This was the initial vector portrait of myself placed against the “mirrored” version of the station image. I still like the image very much as a “picture / portrait / illustration” but I quickly got the idea to add more context and motion to help tell a story.
Is the story as interesting with out the ringing phone as we saw two images above? Notice the “glitch effect” used in that version to help the viewer see that the phone was not answered, and even if it was, all I would “hear” is a subtle yet crackling distorted garble…
More context! Here is the 1st vector image of the Woodside station that I redrew using the Assembly app for iPhone, I started working on this in 2018 at some point. I used my train time to work on it a little bit at a time every other day or so. I then later transferred the illustration to adobe illustrator to help tighten it up a bit. I made a lot of improvisations but really love how this turned out. The original image that started all of this is below..

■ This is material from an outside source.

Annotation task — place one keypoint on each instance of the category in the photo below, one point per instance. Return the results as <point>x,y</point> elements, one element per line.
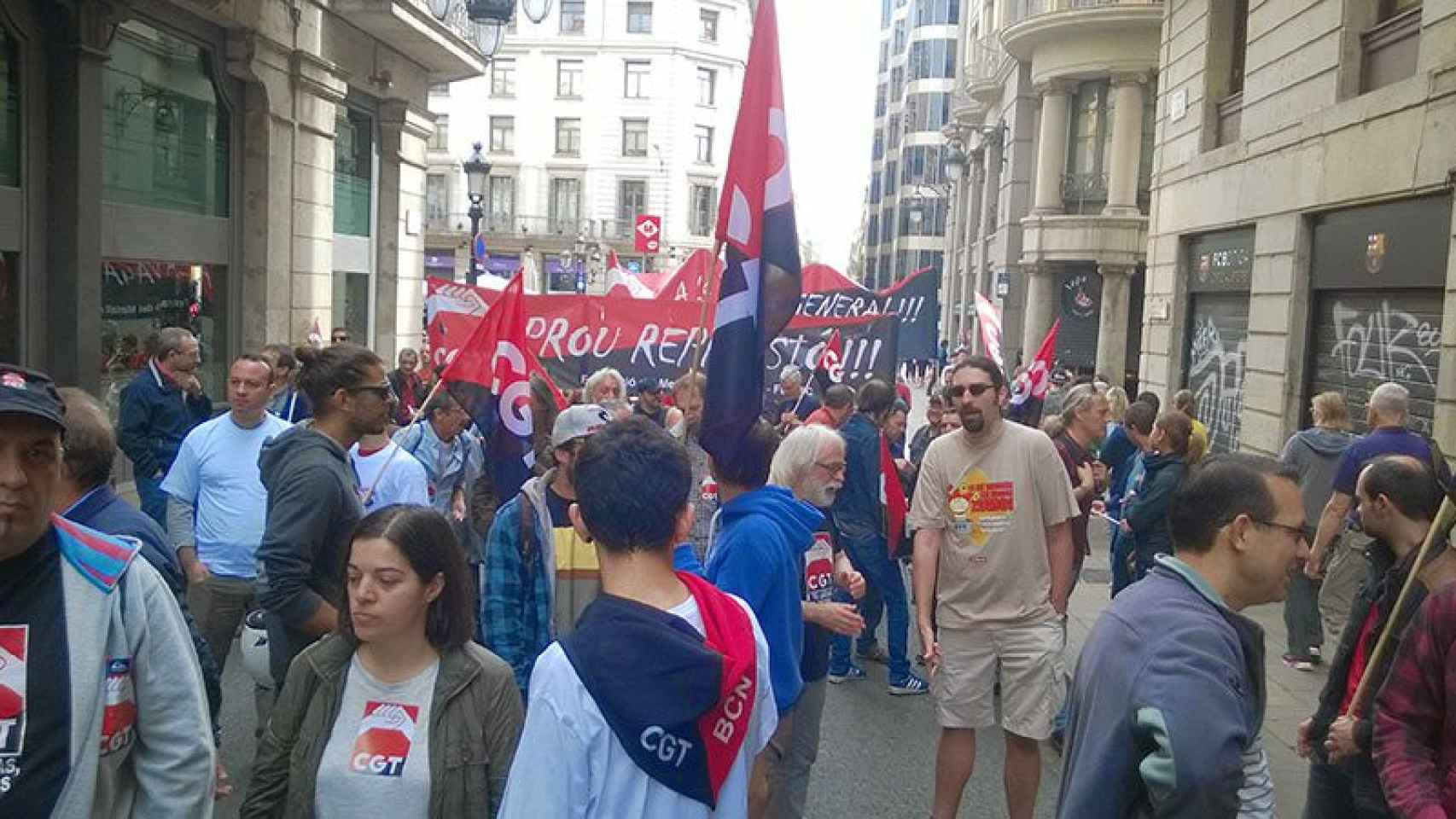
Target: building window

Yes. This is where it all started. A single snap shot. It was a dark dreary day, rain was on the way as I waited for my 8:39am train to Jamaica. I live for this stuff! It was a perfect composition right in front of me. I switched the iPhone over to black and white mode and snapped a whole series of this moment in images. I love this structure and it transports me back to being a kid. The station is long over due for an overhaul and update, and Im sure it will happen soon, so having this series of images makes me happy as I hold onto old NYC!